Even before safety management is considered, the development of silicon chips that deliver enough processing power to run complex, multi-threaded embedded software is a considerable challenge unto itself. Adding the safety constrains to the development of these ASICs, SoCs that perform mission-critical driver assist or autopilot functions bring several more types of skills to what was already an interdisciplinary effort.
To produce systems for these applications, where, like human spaceflight, "failure is not an option," designers and design managers must rethink and consider adopting new approaches to the hardware and software development methodologies they've relied on for many years.
For years, many aspects of automotive electronics were governed by IEC 61508, a multi-purpose document governing the design of safety-critical electronics in a wide range of applications. IEC 61508 has been complemented and, in many ways surpassed, by the automotive-application-specific International Standards Organization (ISO) 26262, introduced in 2011. The shift from IEC 61508 to ISO 26262 was a result of the automotive sector's high production volumes and growing reliance on distributed development efforts that span multiple suppliers.
Originally broken into 10 parts, ISO 26262 was dedicated to covering the different aspects across the product life cycle: from concept onwards, with Part 5 dedicated to hardware development. Since its initial publishing, however, there were numerous critics from the electronics industry who were concerned that the standard did not properly address issues related to IC development and safety of the intended function (SOTIF) management.
In response, the ISO added Part 11 last year, which is dedicated to semiconductor development. The new section offers extensive guidance on how IC design must be interpreted within the ISO 26262 framework. Recently, ISO 26262 has been complemented with the standard ISO/PAS 21448. Published in 2019, the standard addresses SOTIF in depth, covering topics such as systems misuse from human errors.
Collectively, these two updates (along with years of learning and refinement), give the automotive industry a comprehensive set of standards to tackle electronic system safety, with most automakers stipulating their ECU tier-1 suppliers follow the ISO 26262 compliance for safety-relevant systems.

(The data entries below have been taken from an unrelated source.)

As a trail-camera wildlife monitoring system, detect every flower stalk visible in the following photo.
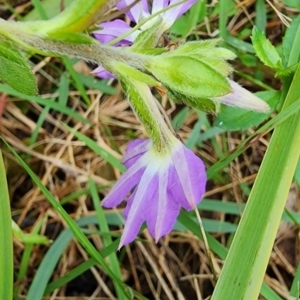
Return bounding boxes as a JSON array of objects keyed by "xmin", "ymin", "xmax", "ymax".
[{"xmin": 118, "ymin": 70, "xmax": 174, "ymax": 150}]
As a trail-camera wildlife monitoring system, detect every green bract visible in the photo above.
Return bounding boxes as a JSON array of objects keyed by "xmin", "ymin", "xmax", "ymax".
[
  {"xmin": 168, "ymin": 89, "xmax": 218, "ymax": 114},
  {"xmin": 146, "ymin": 55, "xmax": 232, "ymax": 99},
  {"xmin": 46, "ymin": 32, "xmax": 98, "ymax": 45},
  {"xmin": 112, "ymin": 61, "xmax": 161, "ymax": 86},
  {"xmin": 115, "ymin": 62, "xmax": 164, "ymax": 147},
  {"xmin": 0, "ymin": 40, "xmax": 37, "ymax": 95},
  {"xmin": 166, "ymin": 40, "xmax": 236, "ymax": 78},
  {"xmin": 172, "ymin": 39, "xmax": 236, "ymax": 60}
]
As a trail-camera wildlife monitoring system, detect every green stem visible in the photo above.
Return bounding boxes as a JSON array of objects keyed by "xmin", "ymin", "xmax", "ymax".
[
  {"xmin": 0, "ymin": 19, "xmax": 148, "ymax": 72},
  {"xmin": 211, "ymin": 65, "xmax": 300, "ymax": 299}
]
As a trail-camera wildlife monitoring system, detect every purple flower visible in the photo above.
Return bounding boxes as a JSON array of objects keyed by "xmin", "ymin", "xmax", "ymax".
[
  {"xmin": 117, "ymin": 0, "xmax": 197, "ymax": 30},
  {"xmin": 93, "ymin": 19, "xmax": 140, "ymax": 47},
  {"xmin": 102, "ymin": 138, "xmax": 206, "ymax": 248},
  {"xmin": 93, "ymin": 0, "xmax": 197, "ymax": 78}
]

Status of ADAS and autonomous systems
The consequences of an autonomous vehicle and ADAS failure have already been well documented. Last year saw the first fatality involving a Level-3 (conditionally autonomous) vehicle, with a pedestrian killed by a self-driving Uber. There have been five Level-2 (partially autonomous) vehicle fatalities since 2016, all involving a Tesla running Autopilot.
Looking first at Level-1 systems, a 2017 analysis of 5,000 US accidents suggested ADAS technologies such as lane departure and blind spot warnings cut the rate of crashes by 11% and the rate of injury by 21%.
As for Level 2, yes there have been fatalities, but those five deaths need to be put into context. First of all, Tesla stipulates that the car is not qualified for hands-off operation and that the driver must be in a position that allows them to immediately assume physical control of the vehicle whenever its Autopilot is running. It's also important to remember that, in November 2018, Tesla reported its Autopilot semi-self-driving technology had been engaged for 1 billion miles (1.6Bn km) and, during that time, there had been three fatalities – resulting in a remarkable 0.3 fatalities per 100 million miles.
In comparison, US human-driven vehicles produced 1.18 fatalities per 100 million miles in 2016. Similarly, in April of 2019 Tesla reported that during Q1 of 2019 their cars registered one accident per 2.87 million miles (4.59m km) when running Autopilot, versus one per 1.76 million miles (2.82m km) when driven without Autopilot running.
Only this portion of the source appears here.